関わりを持ってしまった以上、今日の姫ちゃんの怪我の具合が気にならないと言ったら嘘になる。でもそれを心配するのはオレの役目ではないことも知っていた。
額から顎に流れる汗をもう一度拭う。
「まあ、連絡ついたら”お大事に”くらいは伝えておいてくれ」
「自分で言ったら?」
「クラス違うし。会う機会ないから」
「だからそのためにスマホという便利な機械があるのでは?」
「オレLINE滅多にしないし、苦手なんだよ」
七瀬は腑に落ちない表情で持っていた鞄を肩に掛け直した。
「もしかして自覚なしですかね…」
「……。さっきから何?」
「ううん。じゃあ私帰るね。お疲れ」
七瀬は軽く手を振ってオレの前を後にした。
七瀬はいい。見た目は完膚なきまでに女子なのに、話していて他の女のように嫌な感じがしない。この違いは一体なんなのだろうか。

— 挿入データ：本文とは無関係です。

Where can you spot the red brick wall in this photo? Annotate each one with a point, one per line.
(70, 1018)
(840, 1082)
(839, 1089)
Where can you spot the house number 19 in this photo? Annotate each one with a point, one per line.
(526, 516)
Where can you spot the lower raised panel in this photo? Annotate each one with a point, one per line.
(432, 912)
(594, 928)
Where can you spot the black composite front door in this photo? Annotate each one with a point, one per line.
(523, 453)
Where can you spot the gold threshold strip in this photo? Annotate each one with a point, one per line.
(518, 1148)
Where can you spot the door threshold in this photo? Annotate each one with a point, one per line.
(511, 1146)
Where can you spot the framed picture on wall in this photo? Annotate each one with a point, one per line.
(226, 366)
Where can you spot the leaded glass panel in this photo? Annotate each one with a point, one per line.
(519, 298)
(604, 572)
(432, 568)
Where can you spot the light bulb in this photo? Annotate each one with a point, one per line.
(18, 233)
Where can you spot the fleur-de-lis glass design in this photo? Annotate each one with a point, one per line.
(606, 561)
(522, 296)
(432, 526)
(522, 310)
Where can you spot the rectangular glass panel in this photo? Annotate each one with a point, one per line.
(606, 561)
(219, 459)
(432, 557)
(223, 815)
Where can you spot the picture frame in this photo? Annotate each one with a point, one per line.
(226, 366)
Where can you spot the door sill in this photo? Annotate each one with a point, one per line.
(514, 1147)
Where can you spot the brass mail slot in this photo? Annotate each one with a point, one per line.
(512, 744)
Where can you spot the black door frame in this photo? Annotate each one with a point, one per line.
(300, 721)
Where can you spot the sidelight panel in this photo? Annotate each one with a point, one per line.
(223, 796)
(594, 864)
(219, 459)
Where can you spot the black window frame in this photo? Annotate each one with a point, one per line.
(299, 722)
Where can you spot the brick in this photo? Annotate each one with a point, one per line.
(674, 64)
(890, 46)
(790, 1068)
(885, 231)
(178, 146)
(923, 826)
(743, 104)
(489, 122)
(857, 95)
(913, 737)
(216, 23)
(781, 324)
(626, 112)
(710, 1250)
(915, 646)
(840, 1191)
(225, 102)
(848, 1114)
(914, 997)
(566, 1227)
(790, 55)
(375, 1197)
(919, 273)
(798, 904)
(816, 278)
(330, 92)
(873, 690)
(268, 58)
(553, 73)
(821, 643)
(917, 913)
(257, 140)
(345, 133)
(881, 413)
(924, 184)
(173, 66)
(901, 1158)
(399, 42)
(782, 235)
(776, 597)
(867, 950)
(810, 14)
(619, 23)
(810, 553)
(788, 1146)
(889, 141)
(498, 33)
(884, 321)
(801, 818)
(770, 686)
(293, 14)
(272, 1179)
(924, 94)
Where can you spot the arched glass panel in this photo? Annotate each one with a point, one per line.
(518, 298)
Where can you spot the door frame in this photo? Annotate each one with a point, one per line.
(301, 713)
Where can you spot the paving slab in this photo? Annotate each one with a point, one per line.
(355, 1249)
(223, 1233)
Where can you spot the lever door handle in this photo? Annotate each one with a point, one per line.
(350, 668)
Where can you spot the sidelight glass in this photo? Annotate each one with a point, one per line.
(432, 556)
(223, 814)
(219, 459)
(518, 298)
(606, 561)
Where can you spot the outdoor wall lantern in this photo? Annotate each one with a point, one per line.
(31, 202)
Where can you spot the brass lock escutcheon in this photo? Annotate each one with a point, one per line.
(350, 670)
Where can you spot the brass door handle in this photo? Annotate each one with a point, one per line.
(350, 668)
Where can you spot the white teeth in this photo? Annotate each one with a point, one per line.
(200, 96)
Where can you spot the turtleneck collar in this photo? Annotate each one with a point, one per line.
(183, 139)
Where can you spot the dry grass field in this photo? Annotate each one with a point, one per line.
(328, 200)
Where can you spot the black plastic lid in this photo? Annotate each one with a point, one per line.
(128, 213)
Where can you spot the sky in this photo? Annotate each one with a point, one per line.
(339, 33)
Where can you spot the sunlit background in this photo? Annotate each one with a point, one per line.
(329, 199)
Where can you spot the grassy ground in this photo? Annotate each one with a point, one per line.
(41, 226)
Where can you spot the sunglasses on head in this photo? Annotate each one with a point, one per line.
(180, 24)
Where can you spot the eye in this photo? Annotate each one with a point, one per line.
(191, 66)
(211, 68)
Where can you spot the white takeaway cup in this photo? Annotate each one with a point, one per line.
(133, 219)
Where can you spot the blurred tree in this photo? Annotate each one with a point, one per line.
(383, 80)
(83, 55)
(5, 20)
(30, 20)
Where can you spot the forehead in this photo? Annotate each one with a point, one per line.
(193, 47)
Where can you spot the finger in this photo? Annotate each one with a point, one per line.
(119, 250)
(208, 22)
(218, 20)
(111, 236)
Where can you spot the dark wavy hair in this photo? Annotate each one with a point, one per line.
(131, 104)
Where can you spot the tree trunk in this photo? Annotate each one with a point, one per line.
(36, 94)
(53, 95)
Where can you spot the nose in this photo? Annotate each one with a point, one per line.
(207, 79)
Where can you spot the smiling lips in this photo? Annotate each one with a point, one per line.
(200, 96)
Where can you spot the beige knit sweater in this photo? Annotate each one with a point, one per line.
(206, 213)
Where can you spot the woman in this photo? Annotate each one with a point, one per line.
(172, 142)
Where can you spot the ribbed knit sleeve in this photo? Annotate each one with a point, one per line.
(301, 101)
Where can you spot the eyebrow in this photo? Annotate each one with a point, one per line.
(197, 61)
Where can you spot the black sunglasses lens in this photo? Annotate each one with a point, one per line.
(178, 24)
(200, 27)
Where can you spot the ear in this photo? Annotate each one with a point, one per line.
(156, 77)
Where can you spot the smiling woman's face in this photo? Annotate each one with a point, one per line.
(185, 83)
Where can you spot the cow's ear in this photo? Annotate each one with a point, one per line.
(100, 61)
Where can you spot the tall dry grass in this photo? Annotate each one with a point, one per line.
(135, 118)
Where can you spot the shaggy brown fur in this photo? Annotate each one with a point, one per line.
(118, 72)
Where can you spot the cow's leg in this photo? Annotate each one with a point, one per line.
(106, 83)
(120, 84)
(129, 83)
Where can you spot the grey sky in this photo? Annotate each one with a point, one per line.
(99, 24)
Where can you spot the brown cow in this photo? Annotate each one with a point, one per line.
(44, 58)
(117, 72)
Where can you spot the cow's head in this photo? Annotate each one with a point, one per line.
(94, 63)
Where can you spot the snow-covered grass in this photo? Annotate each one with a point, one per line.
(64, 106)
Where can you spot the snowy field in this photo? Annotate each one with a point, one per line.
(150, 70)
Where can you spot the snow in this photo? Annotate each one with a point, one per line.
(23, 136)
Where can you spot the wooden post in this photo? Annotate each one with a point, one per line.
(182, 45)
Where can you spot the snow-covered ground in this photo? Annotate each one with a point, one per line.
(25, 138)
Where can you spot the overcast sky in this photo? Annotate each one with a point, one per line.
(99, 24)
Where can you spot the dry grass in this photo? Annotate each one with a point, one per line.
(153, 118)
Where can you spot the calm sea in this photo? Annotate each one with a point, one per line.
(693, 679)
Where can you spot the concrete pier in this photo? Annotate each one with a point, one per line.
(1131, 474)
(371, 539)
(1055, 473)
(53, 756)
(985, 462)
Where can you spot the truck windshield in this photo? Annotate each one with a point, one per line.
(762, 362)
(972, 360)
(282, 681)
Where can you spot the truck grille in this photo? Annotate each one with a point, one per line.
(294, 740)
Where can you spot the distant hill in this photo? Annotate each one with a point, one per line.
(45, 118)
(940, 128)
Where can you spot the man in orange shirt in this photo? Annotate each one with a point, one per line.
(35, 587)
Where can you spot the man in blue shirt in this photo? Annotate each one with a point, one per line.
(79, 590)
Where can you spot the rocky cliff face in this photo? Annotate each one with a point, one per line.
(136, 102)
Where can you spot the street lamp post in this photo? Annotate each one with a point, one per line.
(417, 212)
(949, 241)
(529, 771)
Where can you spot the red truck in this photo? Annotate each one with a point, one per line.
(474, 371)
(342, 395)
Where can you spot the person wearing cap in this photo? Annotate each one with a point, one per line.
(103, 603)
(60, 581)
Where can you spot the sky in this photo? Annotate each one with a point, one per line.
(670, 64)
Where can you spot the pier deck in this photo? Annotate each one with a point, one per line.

大した仲でもないくせに、彼女の歩む道が少しでも明るいものであることを願ってしまう。…それはあの日、いつも明るい七瀬が、一途にあの金髪を思って泣く姿を見てしまったからか。
答えの出ない問いを考えながら再び空を仰ぐ。やはり今日の星空は綺麗だ。街灯がまばらな運動公園に、星々の光が空からの道を作っている。
ーーそれはまるでかぐや姫が空から降りてきそうな、そんな夜だった。